Source: The Sun Daily
MIDF Research has maintained its positive stance on the construction sector, citing it believes that the current tide of liquidity took some heat off from the sector.
In a note last Friday, its analyst Fadhli Dzulkifly said loans to the sector are boosted by a stabilising shot of lower disbursement rate which makes it easier for cherry picking.
Fadhli said risk-seeking has toned down and sectoral price-to-earnings (PER) aerated from its last report on May 24, 2017 of 26.7 times to current 23.3 times. “Even heavyweights such as IJM Corp and Gamuda took a breather by registering only -1.97% and -0.18% from our last note.”

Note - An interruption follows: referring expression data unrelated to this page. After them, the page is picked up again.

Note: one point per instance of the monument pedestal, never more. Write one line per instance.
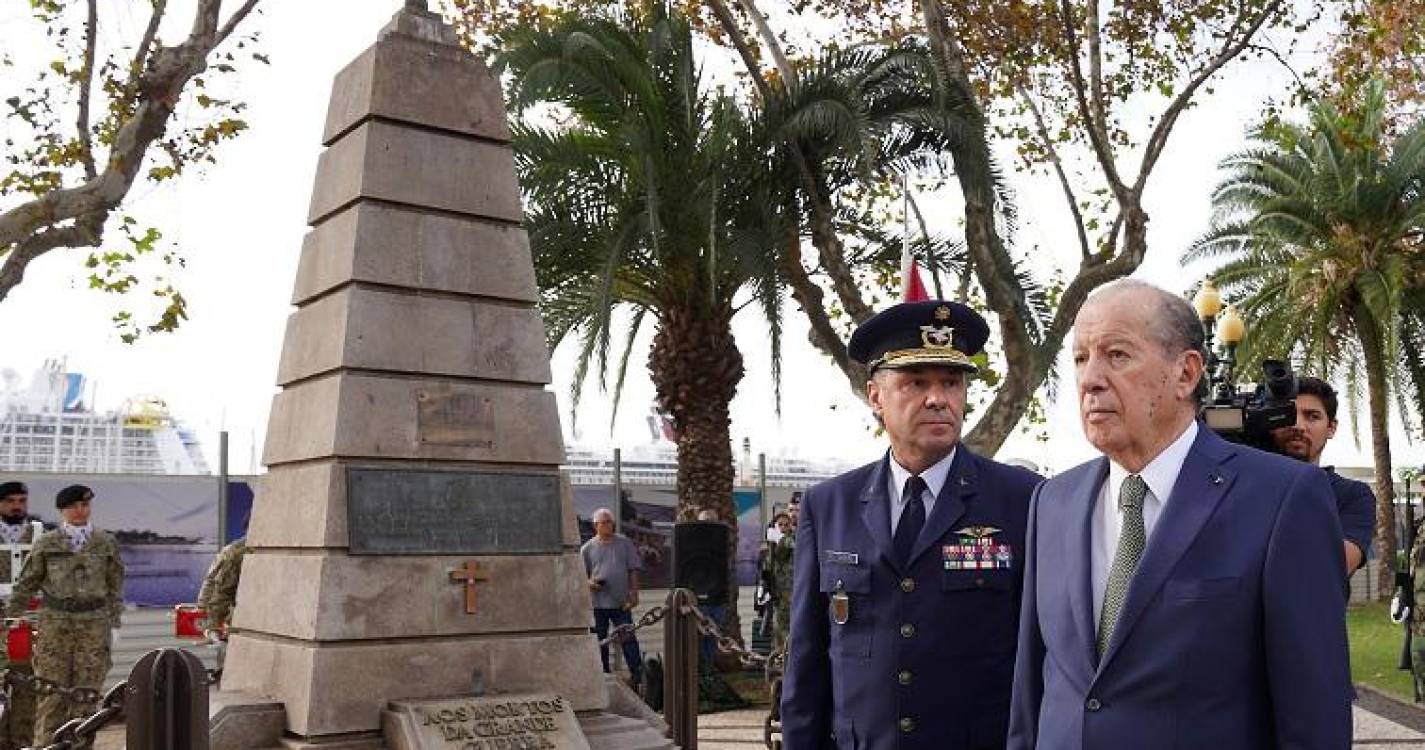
(412, 538)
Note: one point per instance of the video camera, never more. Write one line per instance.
(1249, 414)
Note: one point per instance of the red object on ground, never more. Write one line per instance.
(188, 620)
(19, 640)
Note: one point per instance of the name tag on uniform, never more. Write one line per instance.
(976, 549)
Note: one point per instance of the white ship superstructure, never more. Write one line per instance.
(50, 428)
(656, 464)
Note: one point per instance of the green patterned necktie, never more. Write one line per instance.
(1132, 541)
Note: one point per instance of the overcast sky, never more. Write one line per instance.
(241, 225)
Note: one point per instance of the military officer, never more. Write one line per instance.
(79, 572)
(17, 526)
(908, 571)
(220, 588)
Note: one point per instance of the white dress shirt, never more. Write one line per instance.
(1160, 476)
(934, 481)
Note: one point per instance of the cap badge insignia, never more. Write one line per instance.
(938, 337)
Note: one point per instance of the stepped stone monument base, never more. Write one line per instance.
(412, 541)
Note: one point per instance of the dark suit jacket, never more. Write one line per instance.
(925, 659)
(1231, 636)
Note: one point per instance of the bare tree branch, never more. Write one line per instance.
(86, 84)
(774, 46)
(84, 233)
(146, 43)
(1059, 168)
(925, 231)
(1097, 133)
(744, 49)
(1159, 139)
(1096, 64)
(232, 22)
(74, 217)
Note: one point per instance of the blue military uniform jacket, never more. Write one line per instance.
(918, 658)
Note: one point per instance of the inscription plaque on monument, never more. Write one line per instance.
(462, 419)
(517, 722)
(418, 512)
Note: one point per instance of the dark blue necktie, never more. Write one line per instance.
(912, 519)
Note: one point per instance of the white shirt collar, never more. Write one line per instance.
(1162, 472)
(934, 476)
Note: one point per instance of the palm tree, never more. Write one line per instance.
(646, 204)
(1318, 234)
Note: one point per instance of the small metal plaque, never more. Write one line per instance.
(462, 419)
(415, 512)
(517, 722)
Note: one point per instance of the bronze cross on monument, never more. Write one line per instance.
(469, 575)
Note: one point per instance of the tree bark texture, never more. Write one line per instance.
(1378, 398)
(696, 370)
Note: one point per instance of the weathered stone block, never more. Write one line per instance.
(402, 79)
(376, 328)
(304, 505)
(331, 689)
(364, 415)
(416, 167)
(401, 247)
(354, 598)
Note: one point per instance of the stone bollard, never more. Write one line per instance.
(167, 702)
(680, 682)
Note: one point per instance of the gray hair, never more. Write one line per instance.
(1176, 327)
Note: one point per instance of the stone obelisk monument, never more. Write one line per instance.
(412, 536)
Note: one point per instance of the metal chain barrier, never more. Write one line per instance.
(623, 632)
(726, 643)
(79, 733)
(42, 686)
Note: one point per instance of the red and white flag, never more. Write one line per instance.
(912, 290)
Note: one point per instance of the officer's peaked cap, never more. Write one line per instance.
(926, 332)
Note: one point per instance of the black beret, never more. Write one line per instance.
(928, 332)
(71, 495)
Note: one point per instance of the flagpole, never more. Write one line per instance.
(905, 234)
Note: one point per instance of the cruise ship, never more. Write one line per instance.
(49, 427)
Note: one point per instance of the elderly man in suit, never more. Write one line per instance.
(1180, 591)
(907, 573)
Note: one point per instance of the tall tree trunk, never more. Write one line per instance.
(1378, 395)
(696, 368)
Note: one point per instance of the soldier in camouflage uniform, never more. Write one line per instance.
(16, 528)
(220, 589)
(1417, 616)
(79, 572)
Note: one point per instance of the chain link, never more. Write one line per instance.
(624, 632)
(724, 643)
(79, 733)
(42, 686)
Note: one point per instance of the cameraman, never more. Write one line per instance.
(1306, 441)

However, Fadhli said, robust liquidity is still prevalent, as the current disbursement rate of RM5.59 billion is well above the sector’s 11-year median of RM4.17 billion or +34.1%.

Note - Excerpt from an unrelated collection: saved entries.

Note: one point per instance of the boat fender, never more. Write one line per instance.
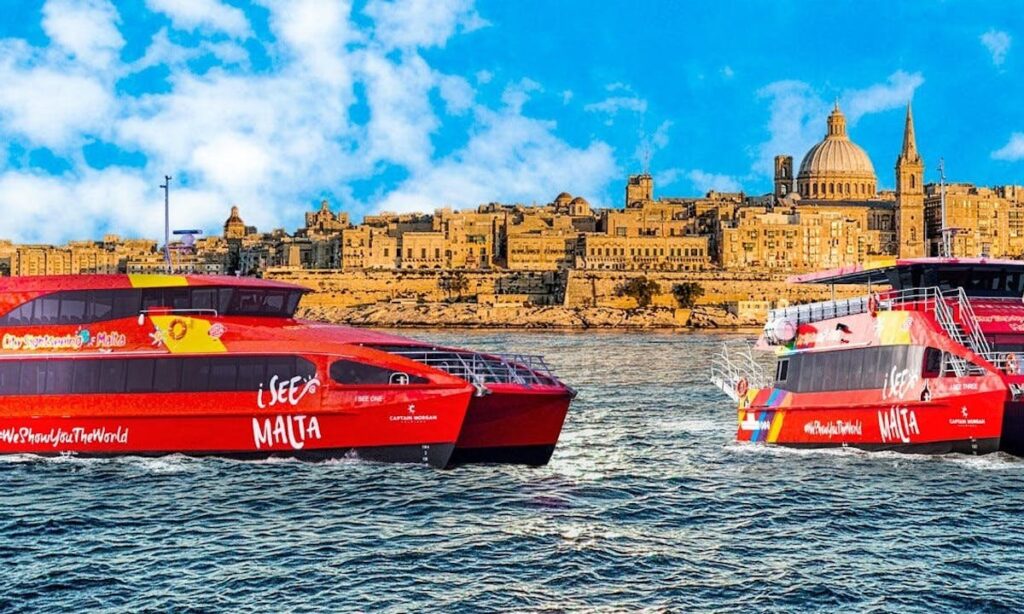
(1011, 364)
(178, 329)
(741, 387)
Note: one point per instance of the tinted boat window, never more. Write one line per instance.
(115, 376)
(196, 374)
(9, 374)
(223, 375)
(112, 376)
(167, 375)
(78, 307)
(33, 380)
(860, 368)
(58, 377)
(73, 309)
(352, 373)
(47, 310)
(86, 376)
(139, 376)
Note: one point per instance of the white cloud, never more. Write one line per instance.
(705, 181)
(51, 106)
(314, 34)
(796, 122)
(403, 24)
(401, 119)
(203, 14)
(613, 104)
(268, 140)
(163, 51)
(997, 43)
(510, 158)
(895, 92)
(1013, 150)
(119, 198)
(85, 29)
(516, 94)
(457, 93)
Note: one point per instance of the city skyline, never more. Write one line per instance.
(387, 106)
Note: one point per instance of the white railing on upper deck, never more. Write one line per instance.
(962, 325)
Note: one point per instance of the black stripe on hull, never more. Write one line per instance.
(435, 454)
(534, 455)
(1013, 429)
(958, 446)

He added the research house predicts the sector would not be able to maintain the dizzying height of 26.7 times PER of March 2017, when the National Development Plan (NDP) was unveiled with a promise of an extension of MRT 1.
“Hence, FYE17-FYE18 could be the year that Kuala Lumpur Construction Index‘s valuations i.e. PER will normalise within our expectation of 17.5 times,” he noted.

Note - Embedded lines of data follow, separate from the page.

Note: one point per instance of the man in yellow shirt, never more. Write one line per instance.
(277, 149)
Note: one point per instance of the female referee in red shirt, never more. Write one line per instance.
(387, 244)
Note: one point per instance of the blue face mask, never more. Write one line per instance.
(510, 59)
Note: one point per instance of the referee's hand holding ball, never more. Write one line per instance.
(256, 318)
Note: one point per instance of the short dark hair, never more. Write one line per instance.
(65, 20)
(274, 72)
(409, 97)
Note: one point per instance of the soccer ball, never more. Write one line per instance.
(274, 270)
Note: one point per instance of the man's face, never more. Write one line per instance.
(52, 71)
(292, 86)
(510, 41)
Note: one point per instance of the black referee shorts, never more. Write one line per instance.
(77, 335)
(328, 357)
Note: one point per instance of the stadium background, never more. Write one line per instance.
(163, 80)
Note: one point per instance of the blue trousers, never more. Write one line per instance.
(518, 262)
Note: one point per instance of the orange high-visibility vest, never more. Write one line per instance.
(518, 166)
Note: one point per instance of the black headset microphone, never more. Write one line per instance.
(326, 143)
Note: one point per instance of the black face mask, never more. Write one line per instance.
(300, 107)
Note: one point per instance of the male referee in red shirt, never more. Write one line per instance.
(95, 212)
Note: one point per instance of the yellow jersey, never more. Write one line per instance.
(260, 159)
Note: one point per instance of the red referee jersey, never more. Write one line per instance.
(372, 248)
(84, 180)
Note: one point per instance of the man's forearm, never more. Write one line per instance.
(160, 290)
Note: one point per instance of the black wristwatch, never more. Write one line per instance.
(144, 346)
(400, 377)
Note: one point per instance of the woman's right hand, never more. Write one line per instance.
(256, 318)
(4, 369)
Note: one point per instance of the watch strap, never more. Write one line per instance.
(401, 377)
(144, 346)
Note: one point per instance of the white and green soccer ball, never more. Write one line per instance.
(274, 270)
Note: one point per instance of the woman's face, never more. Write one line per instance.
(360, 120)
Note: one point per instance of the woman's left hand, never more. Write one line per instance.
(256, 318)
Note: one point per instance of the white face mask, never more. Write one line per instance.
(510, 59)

Furthermore, Fadhli said, the cavalcade of potential infrastructure projects under the NDP reiterates the government’s commitment to boost rural and urban connectivity.
He said the rollout is timely as infrastructure project awards tumbled to 26 projects only in March 2017 (-85.1% y-o-y) or 142 projects in Q1’17 (-63.9% quarter-on-quarter).
“Thus, we consider that NDP would be the ‘cavalry’ to bolster the sector. We reckon the impact will be seen in FYE18-FYE19 as FYE17 may welcome the 14th General Election after the SEA Games in August,” he said.
Meanwhile, Fadhli said the research house’s views on earnings attractiveness is represented by the spread between five-year MGS and earnings yield of companies under coverage. To date, the spread has improved with companies such as IJM and Cahya Mata Sarawak Bhd turning positive compared to May 2017.
However, he said companies such as Malaysian Resources Corp Bhd (MRCB) and small-caps such as Muhibbah Engineering (M) Bhd, Gabungan AQRS Bhd and Vivocom International Holdings Bhd are most persistent despite being inundated among other companies.
“We regard the spread as moats showing the intrinsic strength of the respective companies. As such, we continue to favour Muhibbah and MRCB as our leading choice.”